The clouds have opened over the harbor, releasing rain in silver sheets. Windows spanning the length of the building reveal webs of light shattering the atmosphere, thunder rumbling the foundation beneath me.
I find solace in the violence of nature, letting it strip me of my agony.
The small, insignificant boy within me wants to cave in on himself. Beg—beg his papa to stop. Ask how he could do this. To survive my father, that boy had to hide, disappear into a crevice of my body he’d struggle to find. Something about mind-numbing torture brings him right out.
He cradled me as a child, took care of me when I was sick, cleaned my wounds when I fell. Every decision he made in his life has been with me in mind, even the decisions that would eventually destroy everything he worked so hard for .
Striking a deal with Vito Marin for his eldest daughter was one of them.
I come to the conclusion that there’s no point in remembering, in hoping for anything better from a man like Arturo Marcello.
Not when I can’t even remember the last time I saw him as a father instead of my Capo dei Capi.
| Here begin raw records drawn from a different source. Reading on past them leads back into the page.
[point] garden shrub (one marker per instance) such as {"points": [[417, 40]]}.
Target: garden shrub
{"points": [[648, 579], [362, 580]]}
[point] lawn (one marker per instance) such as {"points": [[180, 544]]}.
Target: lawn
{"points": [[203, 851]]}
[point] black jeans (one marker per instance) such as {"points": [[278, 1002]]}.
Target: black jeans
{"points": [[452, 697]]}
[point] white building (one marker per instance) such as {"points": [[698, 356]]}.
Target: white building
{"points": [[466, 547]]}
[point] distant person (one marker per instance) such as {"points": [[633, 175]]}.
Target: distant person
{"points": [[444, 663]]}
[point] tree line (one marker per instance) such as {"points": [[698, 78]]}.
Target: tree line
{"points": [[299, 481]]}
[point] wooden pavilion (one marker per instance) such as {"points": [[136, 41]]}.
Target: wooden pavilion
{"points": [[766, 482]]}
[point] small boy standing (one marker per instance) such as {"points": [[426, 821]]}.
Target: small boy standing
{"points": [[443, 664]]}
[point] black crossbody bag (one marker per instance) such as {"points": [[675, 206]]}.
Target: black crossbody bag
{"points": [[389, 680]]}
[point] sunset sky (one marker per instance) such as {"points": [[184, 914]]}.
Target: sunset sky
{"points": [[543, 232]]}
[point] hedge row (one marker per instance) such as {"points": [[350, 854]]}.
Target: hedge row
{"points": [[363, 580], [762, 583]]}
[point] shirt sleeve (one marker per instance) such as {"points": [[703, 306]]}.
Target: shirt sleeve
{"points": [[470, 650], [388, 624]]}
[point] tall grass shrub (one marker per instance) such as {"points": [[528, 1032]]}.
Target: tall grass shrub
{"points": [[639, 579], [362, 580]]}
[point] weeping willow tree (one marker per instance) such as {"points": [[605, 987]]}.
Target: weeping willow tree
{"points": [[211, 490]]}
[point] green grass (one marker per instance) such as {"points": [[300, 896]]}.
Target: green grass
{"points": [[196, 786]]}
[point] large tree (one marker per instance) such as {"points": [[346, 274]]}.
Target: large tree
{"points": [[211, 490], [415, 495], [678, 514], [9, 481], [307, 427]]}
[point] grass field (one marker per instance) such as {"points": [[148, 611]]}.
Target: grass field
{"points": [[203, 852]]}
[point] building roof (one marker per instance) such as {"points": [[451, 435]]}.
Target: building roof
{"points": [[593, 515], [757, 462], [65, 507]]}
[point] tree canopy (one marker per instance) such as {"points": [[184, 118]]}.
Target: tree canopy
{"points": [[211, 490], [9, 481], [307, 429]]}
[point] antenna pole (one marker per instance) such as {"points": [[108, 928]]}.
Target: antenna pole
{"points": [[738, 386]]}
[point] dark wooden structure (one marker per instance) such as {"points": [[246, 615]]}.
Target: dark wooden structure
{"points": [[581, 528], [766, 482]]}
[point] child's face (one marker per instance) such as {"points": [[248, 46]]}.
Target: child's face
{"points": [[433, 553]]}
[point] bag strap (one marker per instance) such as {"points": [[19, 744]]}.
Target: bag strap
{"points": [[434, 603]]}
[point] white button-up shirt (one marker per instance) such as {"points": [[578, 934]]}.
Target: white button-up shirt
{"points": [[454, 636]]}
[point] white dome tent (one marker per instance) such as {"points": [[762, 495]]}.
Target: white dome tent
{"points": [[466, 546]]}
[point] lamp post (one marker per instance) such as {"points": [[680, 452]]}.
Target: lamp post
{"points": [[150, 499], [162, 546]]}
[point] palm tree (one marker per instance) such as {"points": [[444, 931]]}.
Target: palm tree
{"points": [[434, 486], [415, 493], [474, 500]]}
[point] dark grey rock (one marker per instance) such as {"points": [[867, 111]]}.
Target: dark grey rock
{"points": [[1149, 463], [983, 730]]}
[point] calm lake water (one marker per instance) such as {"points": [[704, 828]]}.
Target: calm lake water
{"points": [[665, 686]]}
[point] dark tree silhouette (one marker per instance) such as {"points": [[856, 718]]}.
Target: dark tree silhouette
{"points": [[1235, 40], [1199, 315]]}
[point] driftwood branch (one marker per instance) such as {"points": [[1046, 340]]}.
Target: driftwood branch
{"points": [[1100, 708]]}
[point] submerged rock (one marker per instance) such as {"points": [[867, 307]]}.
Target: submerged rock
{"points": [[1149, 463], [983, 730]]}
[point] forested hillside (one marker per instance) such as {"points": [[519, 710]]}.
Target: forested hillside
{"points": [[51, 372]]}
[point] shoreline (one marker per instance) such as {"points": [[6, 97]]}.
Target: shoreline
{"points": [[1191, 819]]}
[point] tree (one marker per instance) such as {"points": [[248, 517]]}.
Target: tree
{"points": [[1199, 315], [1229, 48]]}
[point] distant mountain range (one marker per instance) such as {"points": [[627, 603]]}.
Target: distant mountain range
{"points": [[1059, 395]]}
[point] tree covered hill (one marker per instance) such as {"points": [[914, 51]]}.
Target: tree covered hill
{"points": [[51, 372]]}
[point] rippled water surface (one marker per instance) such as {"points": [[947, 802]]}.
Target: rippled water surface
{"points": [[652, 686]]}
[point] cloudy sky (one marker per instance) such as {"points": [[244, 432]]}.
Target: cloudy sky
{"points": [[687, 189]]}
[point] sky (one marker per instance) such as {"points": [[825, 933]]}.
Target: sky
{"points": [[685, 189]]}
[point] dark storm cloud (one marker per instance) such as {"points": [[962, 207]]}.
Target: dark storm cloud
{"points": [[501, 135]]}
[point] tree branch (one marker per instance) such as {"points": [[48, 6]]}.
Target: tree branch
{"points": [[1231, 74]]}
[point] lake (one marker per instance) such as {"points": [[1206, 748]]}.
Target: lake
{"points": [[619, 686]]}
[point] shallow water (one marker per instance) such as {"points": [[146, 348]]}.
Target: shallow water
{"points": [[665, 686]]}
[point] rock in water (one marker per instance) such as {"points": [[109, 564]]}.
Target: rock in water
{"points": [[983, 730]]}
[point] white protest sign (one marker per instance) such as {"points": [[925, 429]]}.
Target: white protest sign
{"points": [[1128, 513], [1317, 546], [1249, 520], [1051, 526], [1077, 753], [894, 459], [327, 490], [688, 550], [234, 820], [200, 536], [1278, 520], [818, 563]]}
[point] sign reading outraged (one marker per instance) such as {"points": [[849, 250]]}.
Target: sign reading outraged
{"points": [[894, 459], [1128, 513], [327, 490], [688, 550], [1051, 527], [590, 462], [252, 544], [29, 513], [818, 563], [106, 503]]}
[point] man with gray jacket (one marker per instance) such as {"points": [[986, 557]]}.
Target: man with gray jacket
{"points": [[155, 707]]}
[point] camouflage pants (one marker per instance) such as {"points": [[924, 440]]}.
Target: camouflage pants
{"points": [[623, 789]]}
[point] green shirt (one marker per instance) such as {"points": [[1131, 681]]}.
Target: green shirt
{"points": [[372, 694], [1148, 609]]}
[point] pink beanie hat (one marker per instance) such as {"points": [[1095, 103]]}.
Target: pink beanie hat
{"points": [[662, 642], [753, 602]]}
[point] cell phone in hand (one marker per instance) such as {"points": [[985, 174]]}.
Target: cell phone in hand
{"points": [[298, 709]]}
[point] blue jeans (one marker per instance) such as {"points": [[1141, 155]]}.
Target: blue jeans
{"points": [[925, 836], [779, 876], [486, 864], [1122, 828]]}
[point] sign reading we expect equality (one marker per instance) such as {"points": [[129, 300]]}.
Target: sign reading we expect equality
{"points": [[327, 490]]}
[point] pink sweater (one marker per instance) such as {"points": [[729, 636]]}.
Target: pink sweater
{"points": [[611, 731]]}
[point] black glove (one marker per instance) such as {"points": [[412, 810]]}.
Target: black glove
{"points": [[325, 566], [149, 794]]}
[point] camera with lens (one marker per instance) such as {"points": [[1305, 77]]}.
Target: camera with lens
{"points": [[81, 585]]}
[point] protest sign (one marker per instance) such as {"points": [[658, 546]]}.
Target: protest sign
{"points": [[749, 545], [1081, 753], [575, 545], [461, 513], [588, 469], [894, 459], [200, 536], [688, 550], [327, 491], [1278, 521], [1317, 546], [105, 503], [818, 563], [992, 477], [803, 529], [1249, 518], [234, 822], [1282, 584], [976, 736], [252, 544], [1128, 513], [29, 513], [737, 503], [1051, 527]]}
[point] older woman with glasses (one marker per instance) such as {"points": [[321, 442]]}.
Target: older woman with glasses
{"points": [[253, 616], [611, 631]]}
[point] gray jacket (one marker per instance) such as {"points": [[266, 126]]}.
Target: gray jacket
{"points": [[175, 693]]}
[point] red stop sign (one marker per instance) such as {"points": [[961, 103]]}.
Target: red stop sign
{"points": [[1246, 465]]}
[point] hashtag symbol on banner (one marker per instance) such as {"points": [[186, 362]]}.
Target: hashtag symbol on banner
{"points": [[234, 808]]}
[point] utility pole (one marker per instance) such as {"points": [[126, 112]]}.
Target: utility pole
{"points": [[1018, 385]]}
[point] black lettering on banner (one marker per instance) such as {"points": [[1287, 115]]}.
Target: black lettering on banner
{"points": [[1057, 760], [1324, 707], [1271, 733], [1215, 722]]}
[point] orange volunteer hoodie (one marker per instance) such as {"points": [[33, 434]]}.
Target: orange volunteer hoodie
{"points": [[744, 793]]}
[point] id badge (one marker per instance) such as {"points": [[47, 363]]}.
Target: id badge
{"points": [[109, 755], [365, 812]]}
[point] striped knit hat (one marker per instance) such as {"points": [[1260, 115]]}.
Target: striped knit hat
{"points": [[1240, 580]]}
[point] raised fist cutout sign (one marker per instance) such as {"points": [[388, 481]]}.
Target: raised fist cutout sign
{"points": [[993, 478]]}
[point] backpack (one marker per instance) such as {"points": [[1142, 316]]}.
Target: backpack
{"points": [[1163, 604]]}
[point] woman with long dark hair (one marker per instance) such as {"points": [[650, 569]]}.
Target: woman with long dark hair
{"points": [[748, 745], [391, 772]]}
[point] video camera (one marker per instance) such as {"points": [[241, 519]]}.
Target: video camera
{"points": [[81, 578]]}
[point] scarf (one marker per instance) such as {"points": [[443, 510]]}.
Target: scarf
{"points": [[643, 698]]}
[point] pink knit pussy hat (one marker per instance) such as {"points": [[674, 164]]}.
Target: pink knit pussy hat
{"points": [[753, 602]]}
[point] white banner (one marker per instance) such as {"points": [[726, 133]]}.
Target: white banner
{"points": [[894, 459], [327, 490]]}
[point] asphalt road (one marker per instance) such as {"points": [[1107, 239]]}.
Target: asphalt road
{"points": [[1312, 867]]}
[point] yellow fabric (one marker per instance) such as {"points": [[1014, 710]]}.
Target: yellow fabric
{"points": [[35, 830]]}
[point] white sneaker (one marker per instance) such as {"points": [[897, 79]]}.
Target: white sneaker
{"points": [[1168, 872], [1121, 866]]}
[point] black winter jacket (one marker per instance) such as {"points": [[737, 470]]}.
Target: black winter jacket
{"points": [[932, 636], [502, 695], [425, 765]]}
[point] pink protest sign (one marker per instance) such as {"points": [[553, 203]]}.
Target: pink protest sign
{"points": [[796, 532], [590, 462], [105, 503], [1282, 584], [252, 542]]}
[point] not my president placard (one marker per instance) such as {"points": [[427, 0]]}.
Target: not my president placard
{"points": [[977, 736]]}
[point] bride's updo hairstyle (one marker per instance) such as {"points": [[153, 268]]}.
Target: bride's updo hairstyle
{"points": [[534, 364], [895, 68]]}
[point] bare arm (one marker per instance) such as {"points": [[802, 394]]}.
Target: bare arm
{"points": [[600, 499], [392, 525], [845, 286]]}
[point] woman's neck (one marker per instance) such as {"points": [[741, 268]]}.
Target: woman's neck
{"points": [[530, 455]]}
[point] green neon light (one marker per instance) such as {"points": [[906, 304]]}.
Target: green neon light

Not when he descends upon me every damn day as my waking nightmare.
“ Sophie ,” I whisper, simply to say her name.
To let the vowels and consonants ease my weary soul.
My eyes close and I see her. Tumbling black hair spilling from my grasp. Skin as pale as the moon outside. I picture her without the scars I know she carries, unable to stomach that shit right now.
Move on .
Lips. Unnaturally red… as red as the blood oozing from the gaping holes in my feet.
Move. On .
Her smile. Her laugh that harnesses goddamn sunlight.
Fucking hell.
I thought I was broken before I married Sophie. That pain was laughable compared to what I went through after they ripped her out of my arms.
But this? Knowing she’s gone? Knowing I’ll never see her again? Suspecting that this warehouse is all I’ll know for the foreseeable future makes me think death would be a mercy.
Thunder drowns out the creaking door as it opens. In this darkness, I can’t make out who has entered, nor do I care. A bolt of light reveals a face, one I hadn’t expected. I find the will to lift my head as Bo’s hands grab ahold of my neck.
Someone else slides through the doorway. Dante.
“That son of a bitch ,” Bo seethes, releasing me to tear off the bag on his back.
Time suspends in a place like this, but I’ve seen enough sunsets to know they should’ve been long gone by now.
My voice is barely audible, words struggling past my fractured lips. “I… told you to go.”
Dante bends down. Even in this dim light, fury corrupts his usual devil-may-care countenance. “I’ll tear them to pieces. Just give me the chance.”
Bo unscrews a lid. Only when he applies balm to my face do I appreciate the ointment. “Where else?”
I let out a weary chuckle. My body is a battlefield of scars. He’d never find them all. “Don’t worry about it.”
Bo directs his flashlight down with a single click before darkness blankets the warehouse again. Dante’s hand digs into my shoulder, concerned by whatever he’s seen. I wonder if it’s infected. It would explain why I can barely move.
“X, fuck, you couldn’t even walk out of here if you tried. Dante, you’ll need to carry him?—”
“I'm not going anywhere .”
“You grab one side and I’ll—” Bo lurches back as if I’d just spawned a new language out of thin air, something incomprehensible to someone with a semi-normal headspace. “ What ?”
“If I leave now, he wins.”
“Who gives a flying fuck if he wins?”
My chest expands, ballooning until my rib cage flares in agony. “He’s taken too much … too much from me.”
“At this rate, he’ll kill you!”
“Then let him.”
Dante scoffs, choosing to disregard what he thinks are ravings. “He’s not coherent. Just grab him?—”
My arm stretches out to stop him, and with the movement, the chains shackled to my ankles grate deeper, right to the bone. “If you give a shit about me, you’ll go. You’ll take the money I gave you, and you’ll disappear. That would make this worth it. ”
Dante shakes his head, locs loose around his face. “Listen, I already told you there wasn’t a chance in hell of that happening. Zeke won’t leave either.”
“Has word spread?”
Bo stares at me long enough for his gaze to become accusing. “That was you ?”
I nod, grimacing as I attempt to straighten my spine. “I have Dario’s ear. When he isn’t bashing my brain in, he lets me know what’s going on out there.”